While twenty-seven-year-old Nonie is supervising her niece as she plays on a tire swing, Noreen falls off and breaks her arm. The accident—which Nonie blames herself for—sends Nonie into a tailspin. Already unstable and off her meds, she dies by suicide.
With anxiety, Ruth watches her daughter Noreen constantly for signs that her child might share more than unruly curls with Nonie. In earlier generations, other family members also died by suicide. Will her daughter inherit Nonie’s mental illness? Ruth makes Noreen promise if things get scary and awful, she will always remember she is “strong enough to make the next day better.”
Years later, Noreen is still trying to understand why her beloved aunt hung herself: Was there “Something that drowned out everything around her? So she couldn’t even think of how much it would hurt us to lose her?” Of all her family, Noreen was closest to her aunt:
“As it is, Noreen’s Nonie never has to exist as anything but that magical, whimsical person who loved her best in the world. Even if she also hurt her the most. The space she’d filled had been so vast, Noreen’s never managed to fill it back up.”
She thinks about how “joy rides on the back of sorrow. You have to feel both to feel either.”
The author does a masterful job setting up a contrast between Noreen’s only childhood friend, Claudia, and her adult friend, Lizbeth. Despite Claudia’s cruelty, Noreen believes she is different from the other kids—loveable—and puts up with whatever Claudia dishes out. Lizbeth, however, shows Noreen kindness. Unlike her aunt, Noreen is capable of forming strong relationships.
Yet Noreen’s relationship with her husband George is troubling. In some ways, they are alike, both on the outside looking in, never quite belonging. But George is needy and selfish, isolating her out in the countryside without a car. Most of the time, Noreen takes “what she can get in place of what she wants” in her marriage. She adores her daughter Evie and is such a wonderful, playful mother, that readers will realize Noreen is going to turn out okay. She is not her aunt. Still, entertaining a toddler is not enough to fulfill an intelligent woman’s life day in and day out. She needs adult company:
“The balance of the time, though, it’s just Noreen and Evie and the rolling hills, the wide sky, the lonely trees, while George gets the car, his life and work beyond the, plus the hours of solitude his commute provides.”

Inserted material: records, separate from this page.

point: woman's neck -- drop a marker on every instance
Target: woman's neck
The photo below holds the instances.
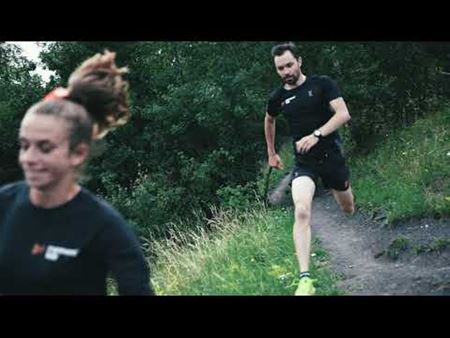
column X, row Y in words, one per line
column 54, row 197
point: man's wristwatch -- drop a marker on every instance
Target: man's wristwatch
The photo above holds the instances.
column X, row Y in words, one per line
column 317, row 133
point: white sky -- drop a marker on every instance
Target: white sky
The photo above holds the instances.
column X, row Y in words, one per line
column 31, row 50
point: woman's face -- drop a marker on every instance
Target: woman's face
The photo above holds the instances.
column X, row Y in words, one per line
column 44, row 154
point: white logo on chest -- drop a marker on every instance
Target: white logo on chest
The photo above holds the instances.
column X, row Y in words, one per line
column 53, row 252
column 289, row 99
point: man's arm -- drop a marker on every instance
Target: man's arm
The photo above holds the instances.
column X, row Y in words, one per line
column 269, row 131
column 340, row 117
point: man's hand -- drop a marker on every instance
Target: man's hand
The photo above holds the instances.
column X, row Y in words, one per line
column 306, row 143
column 275, row 162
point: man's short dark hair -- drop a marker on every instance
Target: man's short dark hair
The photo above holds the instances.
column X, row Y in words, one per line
column 280, row 49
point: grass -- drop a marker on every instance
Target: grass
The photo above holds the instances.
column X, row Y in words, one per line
column 244, row 254
column 409, row 175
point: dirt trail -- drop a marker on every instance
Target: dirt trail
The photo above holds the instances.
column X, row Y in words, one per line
column 362, row 252
column 375, row 259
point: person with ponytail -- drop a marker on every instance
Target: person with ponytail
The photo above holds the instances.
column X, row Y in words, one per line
column 56, row 237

Noreen is stronger than she thinks, and the novel’s surprise ending leaves hope that she will find a way to grab what she needs from life.
Hesler’s writing is pitch perfect and imaginative, which especially sparkles in Noreen’s inner thoughts:
“Outside, the real sunshine shifts patches of tree shadows around the yard, and it occurs to Noreen for the first time how heavy shadows must be. How hard to move around. How tired the sun must get from all that work.”
Those are lines to savor. To send you outside to commune with the sun, the trees, the sky. To explore the oft overlooked shadows.
For its insights into mental health and complex family dynamics, Without You Here is a story to treasure.
Jody Hobbs Hesler grew up between suburban Richmond, Virginia, and the mountains outside Winchester, Virginia. Experiences of both regions flavor her writing. Her fiction, nonfiction and journalism has been featured in many publications and literary magazines. She teaches at WriterHouse in Charlottesville, Virginia and writes for The Los Angeles Review.